Tears squeezed from my eyes. “My grandmother always said the same thing.”
“Because anyone who knows you for more than five minutes wants another five minutes,” he told me, his voice heavy with emotion. “And that next five minutes leads to wanting even more.”
Teekay bent down to kiss me fiercely. And as he ran his hands down my face to my shoulders in a tender, caring gesture, I wanted to believe him. But as he pulled away, I met his perfect eyes, set in his perfect face, and I was reminded of all the other perfect people who made sure I knew the truth.
“At school, they found out what happened. Even though I was a thousand miles away from it, they still heard about it. Someone knew someone who knew someone and…” I trailed off before forcing myself to go on. “They called me Ghost. Every day, they did it, until I believed it. And after a while, it became so true – I was so totally ethereal – that when they talked to me, when they saw me…it surprised me. It scared me. And it was never for something good. A ghost who doubled as a punching bag.”

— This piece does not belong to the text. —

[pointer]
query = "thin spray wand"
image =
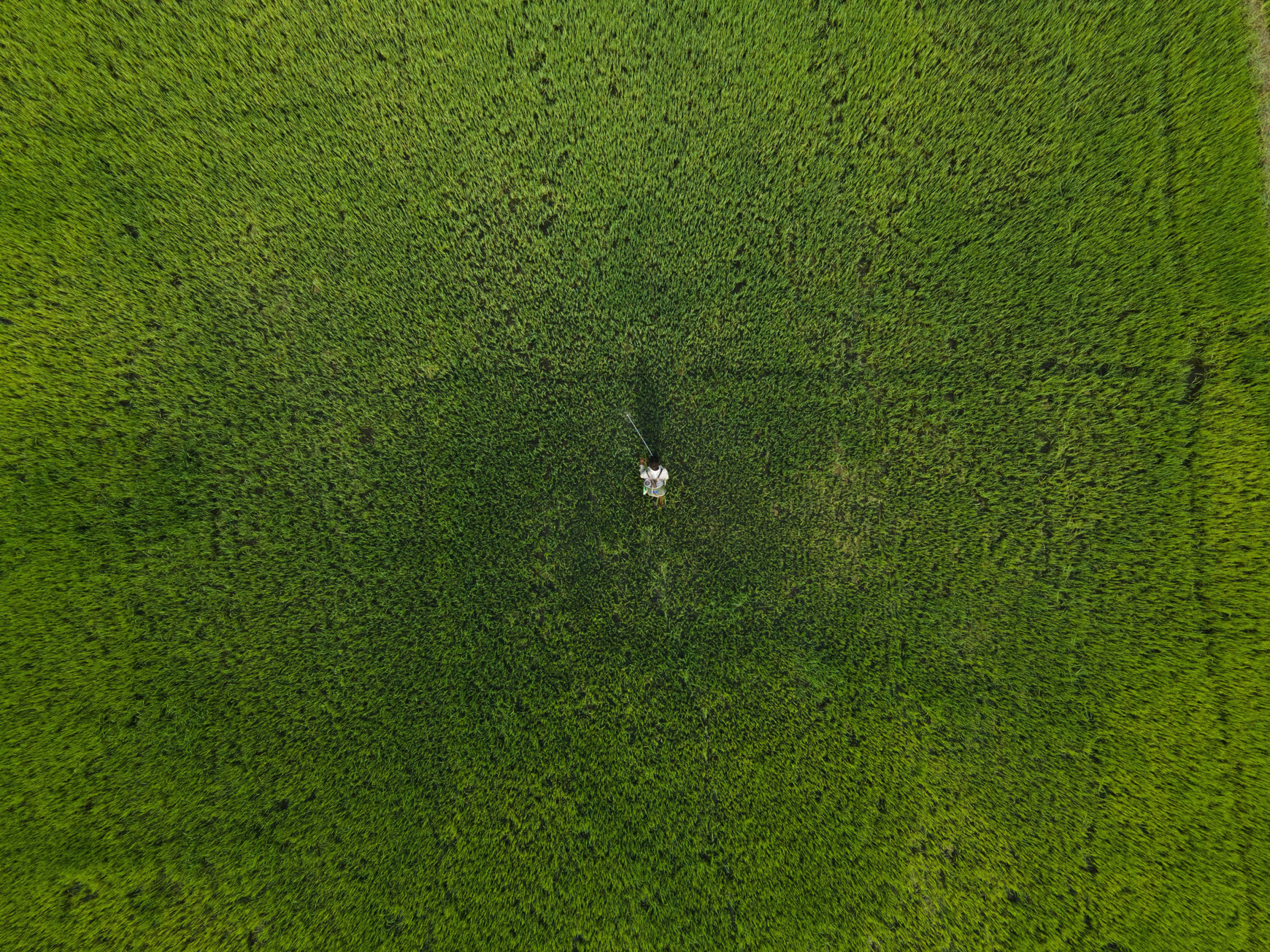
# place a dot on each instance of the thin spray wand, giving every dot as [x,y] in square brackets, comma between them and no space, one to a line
[639,434]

I waited for an angry outburst, for Teekay to demand why I hadn’t stood up for myself or done anything about it.
Instead, he said, “I can’t change the past. I can’t go back and undo the things that were done to you, or unwind the hurt you’ve been through. But I’m going to make it up to you. I’m going to show you how valuable you are and how wrong those kids were to treat you like that.”